As one of the TMRF recipients, the National Gallery of Ireland will research and conserve The Crossing of the Red Sea by Italian Renaissance artist Ludovico Mazzolino (c. 1480–1528). Regarded as a prominent painter in 16th-century Italy, Mazzolino worked for the Este court in Ferrara and later in the city of Bologna. While the artist typically worked on a modest scale, specializing in small devotional paintings, he later began to experiment with larger and more ambitious compositions, exemplified by The Crossing of the Red Sea. Recognized as an important and rare large-scale work in the artist’s œvre, this painting has been with the museum since 1914 and represents a significant precedent in the museum’s strong 17th-century Northern Italian collection. The Crossing of the Red Sea demonstrates Mazzolino’s ability to assimilate different artistic styles, both local and from beyond the Alps. The scene, including 150 small figures, presents an incredibly complex composition, illustrating the artist’s experimental spirit. Mazzolino abandoned the traditional rules of perspective and captured the chaotic scene from above, rendering each figure in exceptional detail.

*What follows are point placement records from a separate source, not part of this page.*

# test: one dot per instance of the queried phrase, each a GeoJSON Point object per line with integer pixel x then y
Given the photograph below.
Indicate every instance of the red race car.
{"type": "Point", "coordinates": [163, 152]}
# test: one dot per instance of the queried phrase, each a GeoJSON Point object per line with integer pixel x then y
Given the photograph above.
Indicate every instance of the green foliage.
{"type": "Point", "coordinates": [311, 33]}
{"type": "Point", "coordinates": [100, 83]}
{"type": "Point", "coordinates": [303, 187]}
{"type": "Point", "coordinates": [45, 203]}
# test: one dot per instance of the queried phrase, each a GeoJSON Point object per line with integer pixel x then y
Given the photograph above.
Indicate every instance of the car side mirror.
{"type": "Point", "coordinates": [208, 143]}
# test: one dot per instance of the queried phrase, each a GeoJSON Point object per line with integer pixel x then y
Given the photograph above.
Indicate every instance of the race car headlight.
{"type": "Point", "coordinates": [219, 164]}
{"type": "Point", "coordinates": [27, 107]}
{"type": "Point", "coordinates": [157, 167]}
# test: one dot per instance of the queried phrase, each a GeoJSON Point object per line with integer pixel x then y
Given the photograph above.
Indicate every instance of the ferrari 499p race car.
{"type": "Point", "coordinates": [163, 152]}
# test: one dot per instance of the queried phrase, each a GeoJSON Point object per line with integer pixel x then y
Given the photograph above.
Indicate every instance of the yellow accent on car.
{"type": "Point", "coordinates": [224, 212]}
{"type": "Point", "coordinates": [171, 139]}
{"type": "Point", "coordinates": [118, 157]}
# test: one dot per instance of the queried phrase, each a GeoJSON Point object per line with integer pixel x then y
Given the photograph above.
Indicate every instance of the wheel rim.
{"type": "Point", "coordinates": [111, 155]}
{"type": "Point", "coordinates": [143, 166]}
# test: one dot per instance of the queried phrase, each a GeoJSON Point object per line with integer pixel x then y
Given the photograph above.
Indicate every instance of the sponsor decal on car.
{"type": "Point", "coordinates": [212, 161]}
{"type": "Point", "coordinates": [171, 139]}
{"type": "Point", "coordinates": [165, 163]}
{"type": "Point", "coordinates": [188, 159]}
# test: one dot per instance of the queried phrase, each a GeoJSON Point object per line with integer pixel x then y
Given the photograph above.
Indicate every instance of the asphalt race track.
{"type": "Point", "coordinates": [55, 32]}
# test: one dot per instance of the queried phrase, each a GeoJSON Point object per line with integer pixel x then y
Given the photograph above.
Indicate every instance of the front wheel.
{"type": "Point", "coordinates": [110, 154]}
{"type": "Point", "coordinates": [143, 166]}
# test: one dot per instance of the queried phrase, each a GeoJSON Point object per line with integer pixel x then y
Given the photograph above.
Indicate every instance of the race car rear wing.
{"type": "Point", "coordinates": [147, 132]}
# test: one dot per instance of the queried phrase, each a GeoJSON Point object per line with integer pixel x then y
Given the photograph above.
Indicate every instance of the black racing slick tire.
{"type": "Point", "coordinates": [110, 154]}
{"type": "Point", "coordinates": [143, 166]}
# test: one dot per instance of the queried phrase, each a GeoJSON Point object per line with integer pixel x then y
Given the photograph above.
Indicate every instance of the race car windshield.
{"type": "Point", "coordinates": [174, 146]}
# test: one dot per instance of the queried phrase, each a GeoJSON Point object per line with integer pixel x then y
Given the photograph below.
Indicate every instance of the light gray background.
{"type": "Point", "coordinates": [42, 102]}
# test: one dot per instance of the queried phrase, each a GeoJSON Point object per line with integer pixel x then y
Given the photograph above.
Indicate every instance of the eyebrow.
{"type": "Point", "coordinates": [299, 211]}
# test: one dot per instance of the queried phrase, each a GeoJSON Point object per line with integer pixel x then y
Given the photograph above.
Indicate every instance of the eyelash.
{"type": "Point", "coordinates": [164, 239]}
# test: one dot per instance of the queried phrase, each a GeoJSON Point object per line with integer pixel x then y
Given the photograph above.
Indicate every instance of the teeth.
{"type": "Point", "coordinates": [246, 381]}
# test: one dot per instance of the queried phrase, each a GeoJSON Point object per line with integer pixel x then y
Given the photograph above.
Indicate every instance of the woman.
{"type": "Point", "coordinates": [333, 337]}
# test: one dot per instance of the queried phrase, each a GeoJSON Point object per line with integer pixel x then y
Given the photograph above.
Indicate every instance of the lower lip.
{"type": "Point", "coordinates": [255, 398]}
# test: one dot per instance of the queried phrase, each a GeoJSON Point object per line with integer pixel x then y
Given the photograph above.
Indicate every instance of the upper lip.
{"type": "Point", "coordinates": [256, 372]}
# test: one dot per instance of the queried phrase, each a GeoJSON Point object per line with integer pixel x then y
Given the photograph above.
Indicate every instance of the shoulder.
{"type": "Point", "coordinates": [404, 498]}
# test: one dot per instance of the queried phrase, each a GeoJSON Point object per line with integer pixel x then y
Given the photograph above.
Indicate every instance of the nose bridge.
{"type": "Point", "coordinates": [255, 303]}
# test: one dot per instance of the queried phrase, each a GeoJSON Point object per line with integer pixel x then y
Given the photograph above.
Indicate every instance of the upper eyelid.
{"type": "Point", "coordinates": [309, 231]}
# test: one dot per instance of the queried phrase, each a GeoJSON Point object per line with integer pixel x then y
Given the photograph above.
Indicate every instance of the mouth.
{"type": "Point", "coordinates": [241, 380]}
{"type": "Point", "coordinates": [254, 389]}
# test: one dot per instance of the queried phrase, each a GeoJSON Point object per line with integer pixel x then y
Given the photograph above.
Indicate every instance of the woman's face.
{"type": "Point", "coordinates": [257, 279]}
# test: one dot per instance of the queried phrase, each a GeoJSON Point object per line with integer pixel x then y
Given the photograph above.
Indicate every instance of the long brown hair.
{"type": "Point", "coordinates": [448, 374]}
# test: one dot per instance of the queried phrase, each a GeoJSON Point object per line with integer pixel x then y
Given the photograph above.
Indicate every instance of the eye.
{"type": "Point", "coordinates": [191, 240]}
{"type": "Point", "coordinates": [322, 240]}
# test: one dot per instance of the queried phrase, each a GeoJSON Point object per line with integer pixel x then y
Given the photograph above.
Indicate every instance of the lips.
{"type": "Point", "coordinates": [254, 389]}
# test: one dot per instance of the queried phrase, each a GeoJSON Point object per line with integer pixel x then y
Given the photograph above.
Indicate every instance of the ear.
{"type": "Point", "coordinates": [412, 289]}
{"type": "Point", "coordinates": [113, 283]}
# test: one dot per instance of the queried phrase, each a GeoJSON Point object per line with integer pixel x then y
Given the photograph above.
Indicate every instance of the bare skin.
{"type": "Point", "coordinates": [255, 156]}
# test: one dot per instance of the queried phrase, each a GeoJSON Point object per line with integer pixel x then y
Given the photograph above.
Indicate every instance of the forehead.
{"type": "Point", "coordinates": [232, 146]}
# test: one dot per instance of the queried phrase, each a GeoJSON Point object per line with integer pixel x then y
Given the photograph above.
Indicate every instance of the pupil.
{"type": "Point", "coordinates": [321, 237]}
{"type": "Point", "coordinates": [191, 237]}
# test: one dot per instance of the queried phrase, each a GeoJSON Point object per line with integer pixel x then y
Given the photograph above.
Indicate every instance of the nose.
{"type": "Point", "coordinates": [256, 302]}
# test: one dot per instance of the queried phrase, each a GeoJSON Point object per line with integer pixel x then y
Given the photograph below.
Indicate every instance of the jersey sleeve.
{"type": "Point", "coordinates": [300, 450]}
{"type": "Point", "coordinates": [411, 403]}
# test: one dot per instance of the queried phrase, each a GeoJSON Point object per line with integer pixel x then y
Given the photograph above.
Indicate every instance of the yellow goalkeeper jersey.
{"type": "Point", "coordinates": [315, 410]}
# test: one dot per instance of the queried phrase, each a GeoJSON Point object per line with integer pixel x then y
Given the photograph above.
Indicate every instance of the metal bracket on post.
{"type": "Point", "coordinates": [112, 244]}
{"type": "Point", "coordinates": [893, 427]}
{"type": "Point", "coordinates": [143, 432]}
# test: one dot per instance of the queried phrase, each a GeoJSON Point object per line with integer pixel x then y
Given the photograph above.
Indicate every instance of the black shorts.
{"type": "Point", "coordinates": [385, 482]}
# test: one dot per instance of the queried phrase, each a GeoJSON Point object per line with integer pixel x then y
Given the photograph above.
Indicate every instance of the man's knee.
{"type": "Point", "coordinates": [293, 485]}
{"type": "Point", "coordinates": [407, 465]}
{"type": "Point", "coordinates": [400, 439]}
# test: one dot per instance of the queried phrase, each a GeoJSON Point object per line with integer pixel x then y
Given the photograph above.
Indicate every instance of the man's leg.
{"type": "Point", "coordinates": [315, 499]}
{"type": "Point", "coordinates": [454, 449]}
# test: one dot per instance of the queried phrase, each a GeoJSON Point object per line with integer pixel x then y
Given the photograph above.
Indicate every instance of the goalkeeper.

The painting’s unstable condition has resulted in areas of the ground’s layers to lift and detach from the support. While the top layer of paint is generally in good condition, issues inherent to the use of wood panel as support have created an extensive network of fine cracks. “The ground layer appears to be very porous and lacking in binding materials, which may be partially responsible for the delamination of paint from the panel, and the presence of very brittle raised areas throughout the composition,” says Simone Mancini, head of conservation at the National Gallery of Ireland. Since the 1970s, the painting has not undergone any conservation treatments and, in light of urgent need, the museum plans to blend non-invasive and micro-invasive techniques, ensuring careful preservation of the panel while providing valuable insights into its pigments, binding agents, and varnishes, as well as potential options for addressing the extensive surface flaking.

The fragile condition of the panel has made it impossible to transport or display the work safely for decades. With this conservation project, the museum’s goal is to be able to present the painting in its collection once again and reveal the work’s striking, complex, and narrative-rich details for the public. Beyond restoring the stability of Mazzolino’s important work, curator Aoife Brady shares that the museum’s “hope is that the technical and art historical research and conservation treatments carried out during the course of the project will contribute to a broader understanding and appreciation of Mazzolino’s artistic techniques in 16th-century Italy.”